The truth is, there’s no simple answer here. My advice? Give her space. Don’t sign anything, and get a good lawyer. Go to therapy, immediately. And let us know if you need actionable help finding caregiving resources during this period of transition.

I don’t mean to impugn anyone’s character, for the record. I just mean it’s not ok to unilaterally take the only means of transport without discussing it.

Sorry, just to be clear, I wasn’t talking about you. I was talking about people who were commenting on other things Jeff said, re: fidelity. Which is something that happens in a lot of relationships, and totally sucks to deal with, but doesn’t actually say much about someone’s character, especially in a situation like Jeff’s where cystic fibrosis is part of the equation.

My understanding is that Jeff’s wife is his primary caregiver. That’s a very high-pressure position for anyone to be in. Caregiver fatigue is a very real thing, and caregivers often struggle with their mental health. We also don’t know what advice she’s getting from family and friends.

Which doesn’t excuse anything she’s done. All it means is: this is a more complicated situation than most people deal with in their marriages, and we’re not doing Jeff a service pressuring him to harden his heart to her. Instead, we should advice him to leave the door open for a reconciliation, but to protect himself both legal and medically, while planning for a future where she might not be in the picture.

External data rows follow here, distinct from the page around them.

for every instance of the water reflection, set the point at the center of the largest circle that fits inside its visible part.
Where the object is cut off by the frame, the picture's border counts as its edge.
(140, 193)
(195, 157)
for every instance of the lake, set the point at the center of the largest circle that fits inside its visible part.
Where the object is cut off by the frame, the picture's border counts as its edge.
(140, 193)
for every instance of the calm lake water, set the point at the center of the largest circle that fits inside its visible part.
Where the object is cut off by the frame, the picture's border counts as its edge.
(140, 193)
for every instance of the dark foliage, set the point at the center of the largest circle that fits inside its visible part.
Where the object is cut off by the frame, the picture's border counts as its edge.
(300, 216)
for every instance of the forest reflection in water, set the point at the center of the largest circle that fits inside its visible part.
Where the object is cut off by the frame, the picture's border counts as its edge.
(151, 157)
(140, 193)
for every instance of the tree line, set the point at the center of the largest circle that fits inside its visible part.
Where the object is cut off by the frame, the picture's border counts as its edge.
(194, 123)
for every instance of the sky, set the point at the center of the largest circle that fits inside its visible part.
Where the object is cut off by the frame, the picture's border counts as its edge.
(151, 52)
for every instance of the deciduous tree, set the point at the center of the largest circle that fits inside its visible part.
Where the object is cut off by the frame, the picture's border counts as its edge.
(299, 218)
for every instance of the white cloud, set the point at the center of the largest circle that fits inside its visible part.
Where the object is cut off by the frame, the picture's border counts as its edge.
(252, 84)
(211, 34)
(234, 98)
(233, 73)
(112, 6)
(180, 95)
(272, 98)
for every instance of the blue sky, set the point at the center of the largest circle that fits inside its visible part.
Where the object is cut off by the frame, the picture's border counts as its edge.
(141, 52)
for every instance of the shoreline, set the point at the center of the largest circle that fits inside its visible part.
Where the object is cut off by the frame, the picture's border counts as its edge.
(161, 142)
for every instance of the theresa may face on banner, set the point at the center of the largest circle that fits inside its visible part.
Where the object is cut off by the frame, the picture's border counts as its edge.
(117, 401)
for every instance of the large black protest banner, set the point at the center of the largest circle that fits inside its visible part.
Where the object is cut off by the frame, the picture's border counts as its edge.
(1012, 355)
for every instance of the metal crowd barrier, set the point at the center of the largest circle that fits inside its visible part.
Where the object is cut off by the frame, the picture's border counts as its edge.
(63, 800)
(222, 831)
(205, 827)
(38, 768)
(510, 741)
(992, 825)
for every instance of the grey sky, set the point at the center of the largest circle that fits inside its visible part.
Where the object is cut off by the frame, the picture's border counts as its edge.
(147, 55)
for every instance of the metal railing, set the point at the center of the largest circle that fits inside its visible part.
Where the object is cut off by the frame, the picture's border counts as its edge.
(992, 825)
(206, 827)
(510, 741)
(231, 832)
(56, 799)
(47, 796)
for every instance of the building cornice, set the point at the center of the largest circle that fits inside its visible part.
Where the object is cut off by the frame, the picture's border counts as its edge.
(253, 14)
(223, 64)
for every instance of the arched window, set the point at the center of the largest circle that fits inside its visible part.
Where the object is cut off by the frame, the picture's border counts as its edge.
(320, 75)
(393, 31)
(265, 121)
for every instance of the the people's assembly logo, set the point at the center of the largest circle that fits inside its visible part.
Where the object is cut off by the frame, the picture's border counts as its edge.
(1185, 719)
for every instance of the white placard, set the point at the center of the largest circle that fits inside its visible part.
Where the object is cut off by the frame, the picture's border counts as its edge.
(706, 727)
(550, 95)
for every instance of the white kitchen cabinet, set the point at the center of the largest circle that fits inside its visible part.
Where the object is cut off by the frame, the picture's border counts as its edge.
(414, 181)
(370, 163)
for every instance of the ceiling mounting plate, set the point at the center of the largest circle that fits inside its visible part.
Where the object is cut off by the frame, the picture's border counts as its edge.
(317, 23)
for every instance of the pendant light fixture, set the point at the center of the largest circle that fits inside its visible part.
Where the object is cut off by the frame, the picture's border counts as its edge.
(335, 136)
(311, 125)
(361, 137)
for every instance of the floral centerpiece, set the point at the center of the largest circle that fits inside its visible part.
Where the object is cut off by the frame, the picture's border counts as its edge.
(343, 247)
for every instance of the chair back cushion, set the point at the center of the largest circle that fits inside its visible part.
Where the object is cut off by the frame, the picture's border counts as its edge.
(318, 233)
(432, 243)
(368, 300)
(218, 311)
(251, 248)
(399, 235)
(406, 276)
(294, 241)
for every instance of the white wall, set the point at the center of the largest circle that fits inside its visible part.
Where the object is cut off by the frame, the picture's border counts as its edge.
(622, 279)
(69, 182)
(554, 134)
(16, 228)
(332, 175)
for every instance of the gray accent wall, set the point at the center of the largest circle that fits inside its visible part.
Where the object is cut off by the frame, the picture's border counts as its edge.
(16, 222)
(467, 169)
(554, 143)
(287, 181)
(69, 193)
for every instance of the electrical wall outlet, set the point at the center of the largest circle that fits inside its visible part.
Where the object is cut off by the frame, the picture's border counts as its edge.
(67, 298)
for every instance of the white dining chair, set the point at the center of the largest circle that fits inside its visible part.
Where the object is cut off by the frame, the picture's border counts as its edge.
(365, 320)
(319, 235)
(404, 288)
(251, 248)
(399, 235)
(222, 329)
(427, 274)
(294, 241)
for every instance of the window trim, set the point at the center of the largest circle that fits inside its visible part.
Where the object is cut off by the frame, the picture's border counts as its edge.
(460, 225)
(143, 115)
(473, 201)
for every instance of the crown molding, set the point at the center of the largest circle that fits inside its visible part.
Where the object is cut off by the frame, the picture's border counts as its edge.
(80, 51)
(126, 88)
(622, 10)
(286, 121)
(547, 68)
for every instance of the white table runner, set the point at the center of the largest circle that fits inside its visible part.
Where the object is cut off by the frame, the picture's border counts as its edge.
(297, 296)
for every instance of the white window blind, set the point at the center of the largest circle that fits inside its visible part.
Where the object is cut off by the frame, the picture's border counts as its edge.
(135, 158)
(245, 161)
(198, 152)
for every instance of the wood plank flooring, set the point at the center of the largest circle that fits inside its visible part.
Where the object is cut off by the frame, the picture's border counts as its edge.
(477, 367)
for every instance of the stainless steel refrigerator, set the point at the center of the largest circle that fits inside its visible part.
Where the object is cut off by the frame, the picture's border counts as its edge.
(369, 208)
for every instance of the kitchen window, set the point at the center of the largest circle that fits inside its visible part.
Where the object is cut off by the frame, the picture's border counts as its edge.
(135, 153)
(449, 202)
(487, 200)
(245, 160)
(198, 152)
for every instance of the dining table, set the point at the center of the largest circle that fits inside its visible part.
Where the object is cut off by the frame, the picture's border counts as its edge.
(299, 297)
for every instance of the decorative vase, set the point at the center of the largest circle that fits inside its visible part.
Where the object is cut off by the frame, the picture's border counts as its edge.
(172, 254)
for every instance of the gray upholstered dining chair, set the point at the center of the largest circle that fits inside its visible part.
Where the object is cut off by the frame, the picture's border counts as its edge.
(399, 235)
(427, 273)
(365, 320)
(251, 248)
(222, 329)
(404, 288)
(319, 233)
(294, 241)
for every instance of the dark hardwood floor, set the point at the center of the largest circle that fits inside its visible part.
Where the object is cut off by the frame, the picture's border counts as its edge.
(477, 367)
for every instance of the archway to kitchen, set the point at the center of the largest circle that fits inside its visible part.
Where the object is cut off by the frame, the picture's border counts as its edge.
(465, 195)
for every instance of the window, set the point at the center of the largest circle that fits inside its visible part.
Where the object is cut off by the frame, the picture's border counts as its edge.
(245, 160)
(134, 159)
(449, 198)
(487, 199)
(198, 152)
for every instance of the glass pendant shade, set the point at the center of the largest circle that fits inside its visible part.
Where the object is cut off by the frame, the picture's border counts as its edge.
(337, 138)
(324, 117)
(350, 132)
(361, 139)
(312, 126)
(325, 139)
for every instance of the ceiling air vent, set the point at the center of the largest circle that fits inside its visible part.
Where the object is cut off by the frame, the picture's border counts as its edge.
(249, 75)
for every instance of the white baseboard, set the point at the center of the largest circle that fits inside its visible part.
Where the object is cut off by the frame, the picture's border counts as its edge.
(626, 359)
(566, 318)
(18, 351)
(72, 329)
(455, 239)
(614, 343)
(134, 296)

I agree with every word. And I want to reiterate: therapy, asap.

One last thing: Jeff, you will be able to find a lawyer. Given your circumstances, I imagine many would be willing to work pro bono, and that local patient advocacy groups could help connect you. Do NOT sign anything just because you imagine you can’t afford a lawyer.

And if you can’t get in to the therapist soon, find a sympathetic friend to talk it over with. Don’t try to tough it out…this is the time to wallow.

Hang in there JP.

Jeff! Hell, you’re half the reason I came back to the board. You can’t quit NOW.

This shit sucks for you. Speaking as someone who went through hell a few years ago, it does end eventually. You WILL get through this shit.

Keeping a positive attitude will, if nothing else, irritate people enough to make it worth the effort.

Do call a lawyer. You think a lawyer’s expensive? It’s a lot less expensive than not having one.

We should start a divorced support gaming group or something.

I came home a year ago and found my wife’s secret Facebook account open on the computer. It’s been a rough go since. On the bright side, it’s a year on now and I’m living it up on Tinder, so you have that to look forward to!

Sorry you’re going though this dude. It’s devastating. You will survive this, though. And be stronger on the other side of it.

Jeff,

I am truly sorry to hear what you are going through. Life can be cruel at times and can test the best of hearts. People here have already given some great advice.

I have family in GR, but haven’t been there since my dad passed away there in a hospital 3 years ago. I live in Midland. I am a bit away, but let me know if I can be of help. I am definitely there as a friend to talk to if you need one. I will send you my phone number if you want to text via PM… Just let me know it is you first!

Hang in there, read DrCrypt’s advice as it seems sound. You’re emotional tonight, don’t sign anything till you have a lawyer and are clear of mind (which will come), in the meantime, find some way to spend time with your parent and loved ones.

Please setup a gofundme as well. Some of us are doing better and want to help.

Hey, that sucks, I’m sorry.

I don’t really know anything about your situation, but I have a bunch of friends (and one brother) who got divorced, and although it was a rough process, they were all much happier when it was over.

I’m so sorry.

I’m sorry to hear about your father’s condition and your wife, Jeff. It’s going to be very rough, but it won’t be that bad forever.

Jeff - What a crushing day you’ve had with all this. I can’t offer much advice other than to be yourself because you’re one of the most gracious and kindest people I’ve ever had the pleasure of interacting with online and your temerity in times past has put so many things in a much better perspective for me.

I do think you need to talk with someone in person about this and hopefully you have family that you can trust. So much good advice in this thread and if the past is any indication, your strength & willpower will show your through this.

That’s f’d up, man.
Quitting on someone in that situation - not that there’s ever a “right” time, but there certainly would have been a “less wrong” time.

I’m sorry to hear this Jeff. I really don’t know what to offer, other than if you get a disability check you may want to make sure going forward it’s not deposited in a joint account. You need to look out for yourself now.

This is harsh as fuck mate, sorry to hear this.

Wow, that is pretty brutal. Good luck jp!